Edmondo introdusse il medico. La Lady lo aspettava, ancora seduta sulla scomoda poltrona che dava le spalle alla porta, si girò appena e fece cenno con la mano all’ospite che con sicurezza espletò i vari salamelecchi di saluto e prese posto sul divano di fronte alla donna.
«Allora, ha fatto gli esercizi in questi giorni?» chiese distrattamente, mentre leggeva alcuni documenti che aveva estratto dalla borsa.
«Sì, li ho fatti, li ho rifatti, li ho ripetuti e ancora nulla, non riesco.» rispose lei, avvicinandosi un pugno alle labbra come se volesse mordersi e mortificarsi, perché le sembrava impossibile non riuscire a violentare la propria natura avendo sempre mostrato una volontà straordinaria.
«Va bene, si rilassi, possiamo ancora provare delle strade alternative.» disse lui con tono comprensivo e consolatorio.
«Lei dice? Mi pare di aver tentato ogni strada.» rispose lei.
Improvvisamente lo stava colpevolizzando, gli stava gettando addosso tutto il disappunto del proprio fallimento.
«Mi meraviglio di lei, non vorrà certo arrendersi? Proprio in virtù di tutti gli sforzi che abbiamo fatto, dico, lei non può cedere adesso» si infervorò il dottore senza neanche fermarsi a pensare come la belva ferita avrebbe potuto reagire intendendo quell’incoraggiamento come un oltraggio.
«Ma io sono sfinita, lo capisce?» rispose la Lady alzando il tono della voce come una bambina indispettita, quasi temendo di essere inondata da lacrime ghiacciate di disperazione.
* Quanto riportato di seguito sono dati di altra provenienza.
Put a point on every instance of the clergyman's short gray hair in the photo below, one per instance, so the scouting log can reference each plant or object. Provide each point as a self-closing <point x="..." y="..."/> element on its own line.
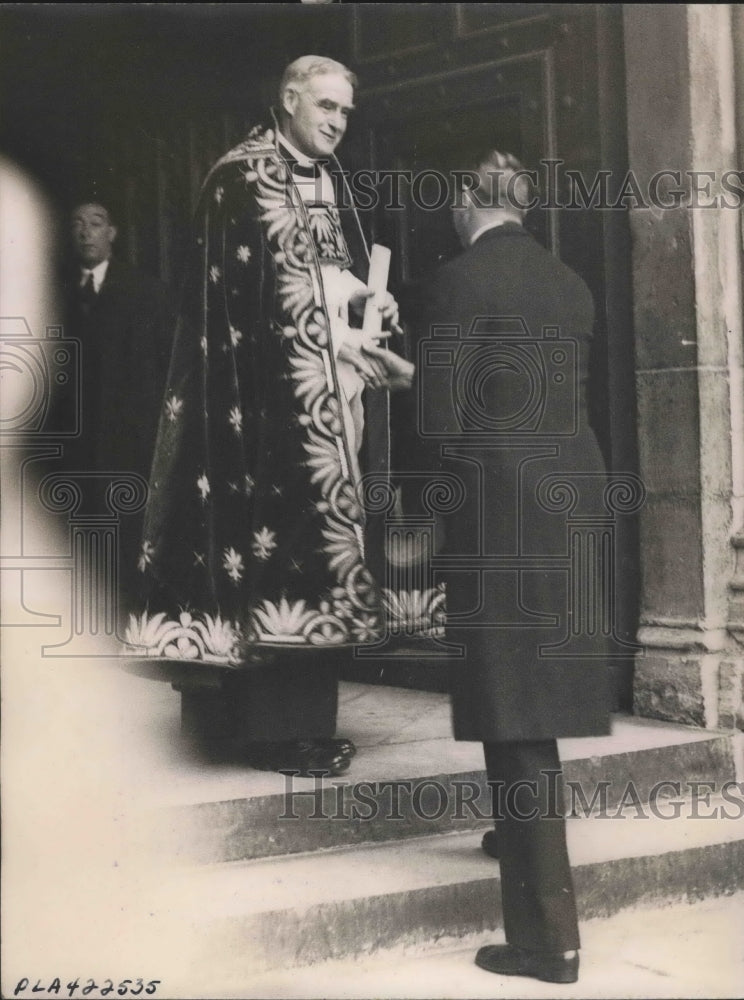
<point x="500" y="181"/>
<point x="302" y="69"/>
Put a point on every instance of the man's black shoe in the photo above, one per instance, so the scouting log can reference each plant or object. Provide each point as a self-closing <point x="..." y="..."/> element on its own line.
<point x="506" y="960"/>
<point x="490" y="844"/>
<point x="303" y="758"/>
<point x="337" y="745"/>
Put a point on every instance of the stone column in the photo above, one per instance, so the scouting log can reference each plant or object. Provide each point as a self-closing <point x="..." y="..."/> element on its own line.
<point x="688" y="327"/>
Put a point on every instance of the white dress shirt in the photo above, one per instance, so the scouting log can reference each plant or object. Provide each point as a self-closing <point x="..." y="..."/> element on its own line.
<point x="98" y="272"/>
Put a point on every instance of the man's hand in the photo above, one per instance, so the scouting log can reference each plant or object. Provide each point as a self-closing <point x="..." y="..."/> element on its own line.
<point x="398" y="372"/>
<point x="354" y="351"/>
<point x="388" y="309"/>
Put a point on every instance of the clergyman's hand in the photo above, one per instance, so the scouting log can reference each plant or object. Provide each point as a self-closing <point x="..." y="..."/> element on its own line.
<point x="370" y="369"/>
<point x="388" y="308"/>
<point x="398" y="372"/>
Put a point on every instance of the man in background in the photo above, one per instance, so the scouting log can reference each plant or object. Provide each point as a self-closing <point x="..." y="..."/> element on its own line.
<point x="124" y="320"/>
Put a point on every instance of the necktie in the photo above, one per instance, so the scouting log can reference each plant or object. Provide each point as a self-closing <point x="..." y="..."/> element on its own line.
<point x="88" y="293"/>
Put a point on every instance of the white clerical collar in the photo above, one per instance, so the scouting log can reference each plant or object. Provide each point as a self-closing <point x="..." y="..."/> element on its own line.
<point x="98" y="272"/>
<point x="302" y="158"/>
<point x="491" y="225"/>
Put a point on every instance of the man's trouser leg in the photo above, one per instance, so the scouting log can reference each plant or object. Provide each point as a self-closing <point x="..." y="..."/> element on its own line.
<point x="536" y="886"/>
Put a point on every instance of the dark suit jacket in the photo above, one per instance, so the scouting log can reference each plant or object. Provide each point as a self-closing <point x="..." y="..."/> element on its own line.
<point x="503" y="407"/>
<point x="125" y="340"/>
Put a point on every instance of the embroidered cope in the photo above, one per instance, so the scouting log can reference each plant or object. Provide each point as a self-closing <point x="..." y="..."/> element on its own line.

«E allora mi permetta di provare ancora, la prego, me lo lasci fare, sento di essere vicino a guarirla» la implorò lui con sincera afflizione per il dolore che leggeva in quegli occhi profondi come un pozzo
nero.
«Io non lo considero guarire, capisce? È una cosa innaturale per me ed è ingiusto che io debba… io sono il capo, dovrei decidere io cosa ci si aspetta dal mio ruolo, non sono mica una sguattera da osteria, sa? Comunque al momento questo problema mi sta creando talmente tante preoccupazioni che non mi consente di occuparmi delle questioni che mi stanno più a cuore, quindi, se lei pensa di potermi aiutare, va bene, estragga questo maledetto oggetto infetto da me, faccia ciò che ritiene giusto, le conferisco tutto il potere necessario, da adesso.»
«Procediamo allora, si rilassi, le praticherò l’ipnosi e lei potrà liberarsi.»
Liberare l’infezione.
La Lady si abbandonò sulla poltrona, le gambe scivolarono in avanti, la testa si abbandonò sullo schienale, gli occhi rimasero aperti, spalancati su un baratro immaginario, dopo pochi minuti riusciva a sentire solo le parole del dottore.
«Quando avrà finito di contare visualizzi una scala, dovrà salire su quella scala, salga, adesso, scalino dopo scalino, non avrà paura di nulla. Si fermi sul ballatoio, davanti a lei c’è una porta.»
«C’è una porta…» ripeté lei meccanicamente.
Il dottore la guidò in una soffitta piena di scatole, la indusse ad aprirne alcune e le fece trovare meraviglie, gioielli, giocattoli, dolciumi, immagini di vita felice, la vide sorridere, era rilassata, era felice, era il momento.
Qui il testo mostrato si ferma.